[Apparently, I solved my own problem. I'm leaving this post up for the Google indexer and anyone who runs into these issues in the future]
Hello,
First of all, let me express my sincere gratitude in advance for any help that anyone can provide. I normally am one of those 'do-it-yourself' types - I almost never post on forums. That said, this error has me stumped. I am fairly certain it is a trivial configuration problem having to do with file permissions, but I can't figure it out.
Steps:
1. I deployed the demo war file to my Apache Tomcat 6 host, and file upload and browsing worked just fine.
2. Then, in a new NetBeans JSP project, I copied the relevant configuration info from the demo's web.xml file (the servlet and servlet connector mapping entries) to the NetBeans instance's web.xml
3. I placed the fckeditor directory and libraries in the right spots (added libraries through Netbeans, using same libraries as War used), and made sure the fckeditor.properties file was also present
4. I made a new sample02.jsp file, exactly copying the text from the war file's sample02.jsp
I did all of this to test whether or not it was possible to get FCKEditor working under my own NetBeans project.
So... the good news is that the editor appears as expected in the web page. However, I tried browsing and could not browse anywhere (It gave me an invalid directory error).

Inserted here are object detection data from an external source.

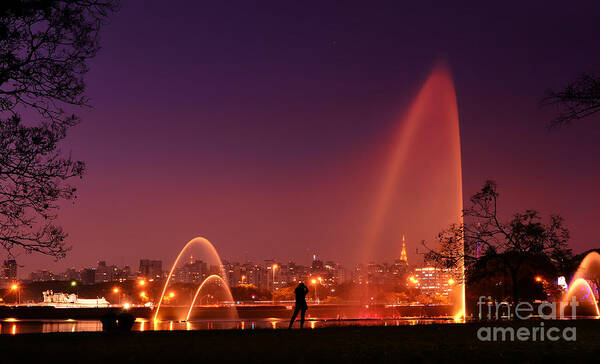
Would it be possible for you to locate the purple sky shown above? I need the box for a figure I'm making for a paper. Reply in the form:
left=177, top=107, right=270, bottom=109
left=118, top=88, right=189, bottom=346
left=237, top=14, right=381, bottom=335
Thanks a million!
left=14, top=0, right=600, bottom=273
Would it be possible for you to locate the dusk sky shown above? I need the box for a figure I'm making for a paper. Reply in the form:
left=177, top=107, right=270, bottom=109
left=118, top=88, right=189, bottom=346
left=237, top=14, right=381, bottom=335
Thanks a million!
left=18, top=0, right=600, bottom=275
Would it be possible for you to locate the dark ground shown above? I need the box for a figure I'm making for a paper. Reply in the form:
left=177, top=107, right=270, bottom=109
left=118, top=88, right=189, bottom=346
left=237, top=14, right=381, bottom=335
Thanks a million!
left=0, top=320, right=600, bottom=364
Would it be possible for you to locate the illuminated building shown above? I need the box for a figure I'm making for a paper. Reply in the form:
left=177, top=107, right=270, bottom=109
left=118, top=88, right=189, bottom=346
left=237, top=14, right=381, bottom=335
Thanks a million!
left=400, top=235, right=408, bottom=264
left=139, top=259, right=163, bottom=279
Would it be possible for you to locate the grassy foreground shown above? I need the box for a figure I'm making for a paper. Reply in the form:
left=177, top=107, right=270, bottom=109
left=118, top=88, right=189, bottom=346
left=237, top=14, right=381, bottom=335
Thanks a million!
left=0, top=320, right=600, bottom=364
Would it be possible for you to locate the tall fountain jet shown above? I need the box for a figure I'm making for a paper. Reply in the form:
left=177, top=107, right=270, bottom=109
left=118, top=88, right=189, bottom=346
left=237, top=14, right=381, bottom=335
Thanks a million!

1. I got the idea that it might be a permissions problem (could not create the necessary directories on the fly?), and so I uploaded a couple of images to the demo war's directory, then copied its userfiles directory and its image subdirectory over to my own jsp's file structure.
2. Now I can browse and select any images I put in the image subdirectory of my jsp's file structure, but whenever I try to upload using the Image->Browse->Upload I get:
Error on file upload. Error number: 203
If I try to upload from the "Send it to Server" button, I get the error:
Security error. You probably don't have enough permissions to upload. Please check your server.
I know that this is not a problem with Tomcat's ability to execute file uploads in general, since the demo works. Therefore, it must be a basic permissions problem at the level of the servlet or jsp directory structure. Unfortunately, I'm a little new to servlet development and thus do not know how to resolve my issue.
Update #1:
So.. I figured that maybe it had to do with the fact that NetBeans was doing the deployment, and that Tomcat does not have write permissions to the NetBeans Directory that I used.
Thus, I undeployed the application, and uploaded just the war file from the dist directory of NetBeans to Tomcat using the Manager application. Now, I can upload files but not Browse them... heh.
Update #2:
I made Tomcat6 the owner of the web project directory... did not work. Then, just for fun, I tried deploying the app through the manager rather than NetBeans again... now, both browsing and uploading work. I am very confused. I guess that I'll just have to use NetBeans for the debugging, and when the app is done deploy out with Manager only in the future.
Thanks so much for your consideration.
Sincerely,
DE
Hello,
First of all, let me express my sincere gratitude in advance for any help that anyone can provide. I normally am one of those 'do-it-yourself' types - I almost never post on forums. That said, this error has me stumped. I am fairly certain it is a trivial configuration problem having to do with file permissions, but I can't figure it out.
Steps:
1. I deployed the demo war file to my Apache Tomcat 6 host, and file upload and browsing worked just fine.
2. Then, in a new NetBeans JSP project, I copied the relevant configuration info from the demo's web.xml file (the servlet and servlet connector mapping entries) to the NetBeans instance's web.xml
3. I placed the fckeditor directory and libraries in the right spots (added libraries through Netbeans, using same libraries as War used), and made sure the fckeditor.properties file was also present
4. I made a new sample02.jsp file, exactly copying the text from the war file's sample02.jsp
I did all of this to test whether or not it was possible to get FCKEditor working under my own NetBeans project.
So... the good news is that the editor appears as expected in the web page. However, I tried browsing and could not browse anywhere (It gave me an invalid directory error).
1. I got the idea that it might be a permissions problem (could not create the necessary directories on the fly?), and so I uploaded a couple of images to the demo war's directory, then copied its userfiles directory and its image subdirectory over to my own jsp's file structure.
2. Now I can browse and select any images I put in the image subdirectory of my jsp's file structure, but whenever I try to upload using the Image->Browse->Upload I get:
Error on file upload. Error number: 203
If I try to upload from the "Send it to Server" button, I get the error:
Security error. You probably don't have enough permissions to upload. Please check your server.
I know that this is not a problem with Tomcat's ability to execute file uploads in general, since the demo works. Therefore, it must be a basic permissions problem at the level of the servlet or jsp directory structure. Unfortunately, I'm a little new to servlet development and thus do not know how to resolve my issue.
Update #1:
So.. I figured that maybe it had to do with the fact that NetBeans was doing the deployment, and that Tomcat does not have write permissions to the NetBeans Directory that I used.
Thus, I undeployed the application, and uploaded just the war file from the dist directory of NetBeans to Tomcat using the Manager application. Now, I can upload files but not Browse them... heh.
Update #2:
I made Tomcat6 the owner of the web project directory... did not work. Then, just for fun, I tried deploying the app through the manager rather than NetBeans again... now, both browsing and uploading work. I am very confused. I guess that I'll just have to use NetBeans for the debugging, and when the app is done deploy out with Manager only in the future.
Thanks so much for your consideration.